INTERVIEW: NZ Captain Suzie Bates Talks Wisden, WWT20 Disappointment, The “Treble”, & England 2017

We caught up with White Ferns skipper Suzie Bates just hours before she flew back to New Zealand at the end of a golden English summer.

If you were going to pick a Player of the Season in domestic cricket in England this summer, it would be difficult to look beyond Suzie Bates. Stafanie Taylor might just have pipped her to the Player of the Tournament award in the Kia Super League, but across the whole of the domestic scene Bates has been an unstoppable force – scoring 678 runs, at an average of 42, and taking 30 wickets, at an average of 11. No one else’s all-round domestic numbers come close, and it is no coincidence that Bates flies back to New Zealand with a unique “treble” of trophies in her bag – the County Championship and the T20 Cup with Kent, and the Super League with the Southern Vipers.

This success was, of course, no surprise to the committee at Wisden, who earlier in the year had bestowed their accolade of Leading Woman Cricketer in the World upon the New Zealand captain:

“That was a bit of a shock,” she reflects modestly. “I remember being in Perth at the time – I was there with Charlotte Edwards and the Scorchers – and I said ‘Oh – Wisden are calling me!’ I went into my room and I remember it made me look back on the season – I knew I’d scored a few runs and taken a few wickets but to be recognised like that was pretty special. You don’t go through the season striving for those awards but when they come around you take your time to sit back and reflect.”

With Bates at the helm, and at the peak of her powers, New Zealand travelled to the Women’s World T20 in India in March, happy to carry the mantle of favourites:

“I thought that was our best chance at a World Cup since I’ve been leading the side – we had such good momentum leading into the tournament – we’d beaten Australia in a Twenty20 series, and there was just a really good feel in the group that we were the favourites and we were confident that we had the team to win.”

It wasn’t to be, however, as they fell short by 6 runs in an agonising semi-final defeat to the eventual champions, the West Indies:

“It was just a bit of a shame – a couple of things didn’t quite go our way, and we were on the opposite side of a pretty good West Indies team that hit their straps at the right time.”

“I can live with it, because I thought we went about our cricket how we wanted to, and Twenty20 can be a bit fickle; but if you want to win those tournaments you’ve got to turn up in the big games.”

Following the WWT20, the decision to come to England for the summer was an easy one:

“I just love playing cricket!” Bates says.

And the outcome has been phenomenal, despite a rocky opening weekend in the T20 Cup, when Kent lost both their matches against Lancashire and Berkshire:

“With Lottie [Edwards], Lydia [Greenway] and Tash [Farrant] we joked about getting all 3 trophies – the Twenty20 didn’t look all that bright from the start but we managed to come from the back; then the Vipers campaign – I loved every minute of that; and finally to win the 50 over comp as well makes coming over worthwhile!”

It wasn’t all about having fun though – with a World Cup coming up in England next year, it has been important preparation, getting used to the grounds and the pitches:

“For all the Kiwi girls – some have played in county and some in the Super League – playing and training at the grounds we might play at in 2017 is only going to be of benefit.”

And Bates thinks it might give them a key edge next year:

“A lot of the Australians didn’t come over and hopefully that puts us at a little bit of an advantage.

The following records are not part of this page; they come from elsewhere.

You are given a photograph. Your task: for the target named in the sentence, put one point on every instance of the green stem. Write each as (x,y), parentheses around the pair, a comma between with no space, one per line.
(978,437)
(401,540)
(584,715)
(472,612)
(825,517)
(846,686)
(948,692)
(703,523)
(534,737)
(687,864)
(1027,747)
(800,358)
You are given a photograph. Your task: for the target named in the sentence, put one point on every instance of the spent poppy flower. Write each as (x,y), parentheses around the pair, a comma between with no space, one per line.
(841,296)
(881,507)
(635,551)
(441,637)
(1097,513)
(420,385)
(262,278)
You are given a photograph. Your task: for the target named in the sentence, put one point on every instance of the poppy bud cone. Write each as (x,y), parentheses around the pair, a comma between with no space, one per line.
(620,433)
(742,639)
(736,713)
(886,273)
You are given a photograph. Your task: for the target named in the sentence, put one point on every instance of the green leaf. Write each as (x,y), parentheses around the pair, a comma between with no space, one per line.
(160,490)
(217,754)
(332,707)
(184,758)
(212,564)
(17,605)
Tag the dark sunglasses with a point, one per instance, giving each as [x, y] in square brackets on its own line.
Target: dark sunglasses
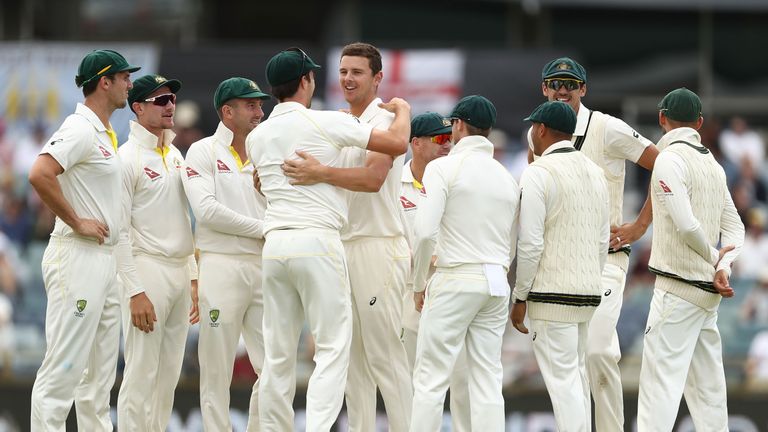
[440, 139]
[570, 84]
[162, 100]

At the World Cup, everyone is going to prepare the best way they think for their team, but I think we’ve had some good time out in the middle here leading up to it.”

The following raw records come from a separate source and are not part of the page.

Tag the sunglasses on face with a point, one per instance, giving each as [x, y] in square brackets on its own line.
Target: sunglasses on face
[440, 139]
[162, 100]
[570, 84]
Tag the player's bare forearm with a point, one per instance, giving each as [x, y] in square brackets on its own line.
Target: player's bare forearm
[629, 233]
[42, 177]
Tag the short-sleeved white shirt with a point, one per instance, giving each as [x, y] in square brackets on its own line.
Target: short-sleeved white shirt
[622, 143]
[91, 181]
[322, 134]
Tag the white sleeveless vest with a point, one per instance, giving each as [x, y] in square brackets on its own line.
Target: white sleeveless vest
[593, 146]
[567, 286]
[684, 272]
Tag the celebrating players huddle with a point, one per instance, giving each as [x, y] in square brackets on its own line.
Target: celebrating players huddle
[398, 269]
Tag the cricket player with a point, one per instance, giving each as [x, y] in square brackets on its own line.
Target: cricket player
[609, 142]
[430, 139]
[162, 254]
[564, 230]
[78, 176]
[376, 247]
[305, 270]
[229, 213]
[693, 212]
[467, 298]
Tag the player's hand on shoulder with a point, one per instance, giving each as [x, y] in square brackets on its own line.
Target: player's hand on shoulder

That World Cup is obviously New Zealand’s key focus as they enter a domestic summer down south, and the recent announcement of extended contracts – more money for more players – is welcomed:

“We were perhaps a little bit behind England and Australia,” Bates admits. “But we are starting to build to where they are, and I think New Zealand Cricket realise the importance of investing now.”

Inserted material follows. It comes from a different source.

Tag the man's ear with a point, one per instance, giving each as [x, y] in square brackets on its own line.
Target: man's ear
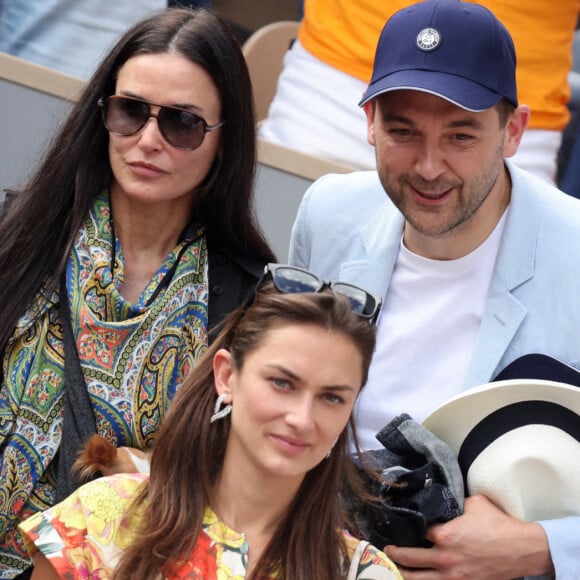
[515, 127]
[223, 371]
[369, 109]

Even so, tough decisions had to be taken, and clearly none more so than the dropping of Sara McGlashan, after 14 years and over 200 caps:

“It is a bit difficult – you want to look long term but we have a World Cup immediately around the corner and to lose experience like Sara McGlashan…”

Bates tails-off diplomatically, before continuing:

“I know they are looking forward to the future, but with Lottie and Lydia and Macca [McGlashan] in that Vipers team, it proves that in big tournaments you want that experience.”

Nevertheless, confidence remains high for 2017, that New Zealand can make up for the disappointment of the WW20 in 2016, by winning the World Cup in England:

“Can we win it? I think we can! England at home are always going to be tough, and to beat Australia at any World Cup you are going to have to play your best game; but our experienced players have played a lot of cricket and we’ve got a core group that have been in those big matches – if we play our cards right, fingers crossed, we can go all the way!”